Financial (de)liberalisation:
- Financial liberalisation: opening up of domestic financial markets to foreign capital
and foreign financial intermediaries.
- Allowing foreign capital to freely enter domestic markets:
 Increases the availability of funds, stimulating investment and economic
growth.
 Enhances competition in the financial system.
 May lead to institutional reforms that stimulate financial development.
 Also a backside of increased interconnectedness. After the crisis there was
more deliberalisation.

Bank-based versus market-based

- Direct finance: sector in need of funds borrows from another sector via a financial
market (rare).
- Indirect finance: a financial intermediary obtains funds from savers and uses these
savings to make loans to a sector in need of finance (most common route).
 In most countries, indirect finance is the main route for moving funds from
lenders to borrowers; these countries have a bank-based system.
 While countries that rely more on
financial markets (i.e. both
direct/indirect) have a market-
based system (e.g. through
investment funds).

, Arguments in debate:
- Atomistic markets face a free-rider problem: when an investor acquires information
about an investment project and behaves accordingly, he reveals this information to
all investors.
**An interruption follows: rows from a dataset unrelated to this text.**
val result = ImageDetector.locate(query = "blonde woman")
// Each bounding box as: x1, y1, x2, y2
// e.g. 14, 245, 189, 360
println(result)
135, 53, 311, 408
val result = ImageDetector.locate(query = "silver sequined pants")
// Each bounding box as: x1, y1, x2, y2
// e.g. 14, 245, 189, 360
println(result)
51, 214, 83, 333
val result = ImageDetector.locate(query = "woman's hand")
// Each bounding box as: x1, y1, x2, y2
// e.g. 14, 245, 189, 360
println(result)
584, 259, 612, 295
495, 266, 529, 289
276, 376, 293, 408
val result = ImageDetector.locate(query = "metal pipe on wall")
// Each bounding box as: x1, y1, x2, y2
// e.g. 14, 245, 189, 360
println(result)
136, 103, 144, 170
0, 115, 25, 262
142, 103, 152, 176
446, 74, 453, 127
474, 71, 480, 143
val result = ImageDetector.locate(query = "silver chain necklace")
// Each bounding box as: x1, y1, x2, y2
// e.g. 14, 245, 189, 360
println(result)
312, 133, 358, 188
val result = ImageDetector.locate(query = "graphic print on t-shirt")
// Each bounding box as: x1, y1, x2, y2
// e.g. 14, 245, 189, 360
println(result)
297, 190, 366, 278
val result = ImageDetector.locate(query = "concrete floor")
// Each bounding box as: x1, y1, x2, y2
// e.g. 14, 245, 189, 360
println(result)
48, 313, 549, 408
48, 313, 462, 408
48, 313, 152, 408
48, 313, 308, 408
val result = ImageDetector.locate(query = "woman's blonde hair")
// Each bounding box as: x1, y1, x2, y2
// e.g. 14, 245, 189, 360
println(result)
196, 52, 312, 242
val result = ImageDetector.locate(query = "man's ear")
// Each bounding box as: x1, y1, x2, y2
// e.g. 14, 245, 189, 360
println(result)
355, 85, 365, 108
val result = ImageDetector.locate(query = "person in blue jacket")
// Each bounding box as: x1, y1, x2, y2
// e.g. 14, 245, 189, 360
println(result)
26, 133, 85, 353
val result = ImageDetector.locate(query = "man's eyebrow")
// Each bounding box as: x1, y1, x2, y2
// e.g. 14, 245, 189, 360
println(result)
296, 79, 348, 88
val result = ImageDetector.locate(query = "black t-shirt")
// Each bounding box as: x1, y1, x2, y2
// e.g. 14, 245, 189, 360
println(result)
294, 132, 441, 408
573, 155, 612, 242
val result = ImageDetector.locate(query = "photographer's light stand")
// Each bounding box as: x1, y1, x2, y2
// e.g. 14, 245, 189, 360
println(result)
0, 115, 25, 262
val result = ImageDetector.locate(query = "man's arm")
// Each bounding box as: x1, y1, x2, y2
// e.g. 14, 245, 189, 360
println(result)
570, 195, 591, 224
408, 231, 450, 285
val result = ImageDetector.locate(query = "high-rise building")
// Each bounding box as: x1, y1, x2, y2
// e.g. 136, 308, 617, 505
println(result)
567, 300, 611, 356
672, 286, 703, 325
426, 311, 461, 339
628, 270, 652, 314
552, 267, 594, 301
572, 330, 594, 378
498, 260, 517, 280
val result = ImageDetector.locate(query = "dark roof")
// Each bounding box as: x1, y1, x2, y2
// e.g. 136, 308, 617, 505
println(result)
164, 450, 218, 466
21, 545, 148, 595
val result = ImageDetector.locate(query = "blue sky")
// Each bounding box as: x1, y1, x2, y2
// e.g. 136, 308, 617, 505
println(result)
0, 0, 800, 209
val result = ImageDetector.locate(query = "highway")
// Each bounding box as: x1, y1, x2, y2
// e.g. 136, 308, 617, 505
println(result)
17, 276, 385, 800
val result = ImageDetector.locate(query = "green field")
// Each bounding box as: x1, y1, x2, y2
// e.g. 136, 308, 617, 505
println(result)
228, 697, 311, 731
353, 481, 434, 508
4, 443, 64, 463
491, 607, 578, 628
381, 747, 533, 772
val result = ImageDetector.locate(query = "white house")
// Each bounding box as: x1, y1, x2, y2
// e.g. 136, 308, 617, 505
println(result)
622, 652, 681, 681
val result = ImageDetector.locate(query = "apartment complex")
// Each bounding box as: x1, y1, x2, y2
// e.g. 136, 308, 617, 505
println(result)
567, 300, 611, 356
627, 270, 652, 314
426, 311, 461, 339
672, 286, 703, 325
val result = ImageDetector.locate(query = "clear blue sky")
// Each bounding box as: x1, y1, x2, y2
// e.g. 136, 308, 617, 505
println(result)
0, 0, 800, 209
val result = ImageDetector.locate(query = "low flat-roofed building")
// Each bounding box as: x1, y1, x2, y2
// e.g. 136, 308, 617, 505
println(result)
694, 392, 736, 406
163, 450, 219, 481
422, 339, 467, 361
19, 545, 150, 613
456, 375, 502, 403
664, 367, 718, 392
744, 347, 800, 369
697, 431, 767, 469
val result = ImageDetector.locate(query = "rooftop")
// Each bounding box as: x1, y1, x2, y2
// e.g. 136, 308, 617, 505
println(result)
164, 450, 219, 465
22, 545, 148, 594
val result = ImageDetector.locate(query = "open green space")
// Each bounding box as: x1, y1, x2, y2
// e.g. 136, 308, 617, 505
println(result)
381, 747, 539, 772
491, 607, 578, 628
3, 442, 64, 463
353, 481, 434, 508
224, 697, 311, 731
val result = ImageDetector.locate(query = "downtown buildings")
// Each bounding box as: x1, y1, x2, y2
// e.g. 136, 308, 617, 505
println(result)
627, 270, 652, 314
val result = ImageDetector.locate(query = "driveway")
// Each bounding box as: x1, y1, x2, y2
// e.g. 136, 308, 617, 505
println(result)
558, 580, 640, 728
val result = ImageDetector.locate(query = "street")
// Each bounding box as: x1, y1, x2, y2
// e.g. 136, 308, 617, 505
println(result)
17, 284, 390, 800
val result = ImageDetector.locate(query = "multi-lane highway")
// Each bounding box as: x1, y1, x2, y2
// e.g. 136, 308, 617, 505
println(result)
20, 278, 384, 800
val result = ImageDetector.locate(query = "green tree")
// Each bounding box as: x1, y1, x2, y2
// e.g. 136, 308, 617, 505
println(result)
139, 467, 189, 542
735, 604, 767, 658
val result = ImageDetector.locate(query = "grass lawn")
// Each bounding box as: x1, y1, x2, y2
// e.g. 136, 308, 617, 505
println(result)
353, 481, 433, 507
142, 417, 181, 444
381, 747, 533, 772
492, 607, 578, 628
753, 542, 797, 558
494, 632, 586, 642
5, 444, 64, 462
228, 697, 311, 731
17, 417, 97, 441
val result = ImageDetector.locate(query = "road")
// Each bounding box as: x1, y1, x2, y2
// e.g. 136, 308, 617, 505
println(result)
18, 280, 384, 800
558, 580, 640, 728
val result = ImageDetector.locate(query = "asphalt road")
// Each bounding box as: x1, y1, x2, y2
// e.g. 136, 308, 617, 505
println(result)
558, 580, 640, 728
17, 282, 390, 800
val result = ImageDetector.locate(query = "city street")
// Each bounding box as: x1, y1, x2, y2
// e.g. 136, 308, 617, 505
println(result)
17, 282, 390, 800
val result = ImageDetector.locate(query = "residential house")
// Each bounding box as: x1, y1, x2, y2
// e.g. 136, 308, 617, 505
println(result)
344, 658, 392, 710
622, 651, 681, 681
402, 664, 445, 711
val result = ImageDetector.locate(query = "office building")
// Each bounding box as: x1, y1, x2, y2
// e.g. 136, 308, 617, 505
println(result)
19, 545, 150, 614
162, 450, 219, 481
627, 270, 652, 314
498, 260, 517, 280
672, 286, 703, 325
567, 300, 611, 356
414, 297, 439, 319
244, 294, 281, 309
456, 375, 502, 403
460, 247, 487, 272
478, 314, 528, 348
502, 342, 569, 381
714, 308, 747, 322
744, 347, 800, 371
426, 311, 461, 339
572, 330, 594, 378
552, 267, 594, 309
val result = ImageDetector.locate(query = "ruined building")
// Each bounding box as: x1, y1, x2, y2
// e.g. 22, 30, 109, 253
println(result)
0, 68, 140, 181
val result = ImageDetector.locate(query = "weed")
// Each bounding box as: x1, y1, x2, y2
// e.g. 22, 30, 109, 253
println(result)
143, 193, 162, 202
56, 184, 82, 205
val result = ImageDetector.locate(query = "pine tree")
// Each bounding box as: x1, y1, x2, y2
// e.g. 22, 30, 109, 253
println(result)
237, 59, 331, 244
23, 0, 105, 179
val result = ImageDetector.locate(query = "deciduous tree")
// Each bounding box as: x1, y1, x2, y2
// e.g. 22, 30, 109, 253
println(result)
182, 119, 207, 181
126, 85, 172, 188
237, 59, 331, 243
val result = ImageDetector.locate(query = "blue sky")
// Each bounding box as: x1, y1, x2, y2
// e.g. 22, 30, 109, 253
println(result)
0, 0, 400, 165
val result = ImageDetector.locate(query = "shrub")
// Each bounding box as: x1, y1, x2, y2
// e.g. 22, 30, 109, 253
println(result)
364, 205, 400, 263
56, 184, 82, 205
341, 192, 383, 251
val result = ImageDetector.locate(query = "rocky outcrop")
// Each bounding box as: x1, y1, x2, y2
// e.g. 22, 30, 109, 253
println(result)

Banks, however, may keep the information they acquire.
- Corporate governance, i.e. the set of mechanisms arranging the relationship
between stakeholders of a firm, notably holders of equity, and the management of
the firm.
- Banks have the advantage that because of monitoring they keep information and
often have long-term relationships with clients and both bank and client can benefit
from keeping the information.

Corporate governance:
Investors can use several tools to ensure that management of a firm acts in their interest;
the most important tools are:
- Appointment of the board of directors.
- Executive compensation.
- The market for corporate control: proxy contests (where to persuade other
shareholders to together pressure the management), friendly mergers and takeovers,
and hostile takeovers.
- Concentrated holdings. The more concentrated the holdings, the more influence one
specific shareholder can exert.
- Monitoring by financial intermediaries.

Complements:
- Some authors argue that financial markets and financial intermediaries may provide
complementary growth-enhancing financial services to the economy. Official policy
for capital markets union to have a mixed financial system.
- For instance: Allen and Santomero (1997): intermediaries reduce participation costs,
i.e. the costs of learning about effectively using financial markets as well as
participating in them on a day-to-day basis.

Type of activity:
Investing in equity, you benefit
from risk (higher return on
equity) while providing debt,
you just get your debt and
some interest repaid.


Law and finance:
- Financial system is a set of contracts that is defined and made more or less effective
by legal rights and enforcement mechanisms.
- A well-functioning legal system facilitates the operation of both financial markets
and intermediaries.
- La Porta et al. (1997): financial systems offer different levels of creditor and
shareholder protection depending on the origin of the legal rules in place, i.e. English,
French, German, or Scandinavian origin.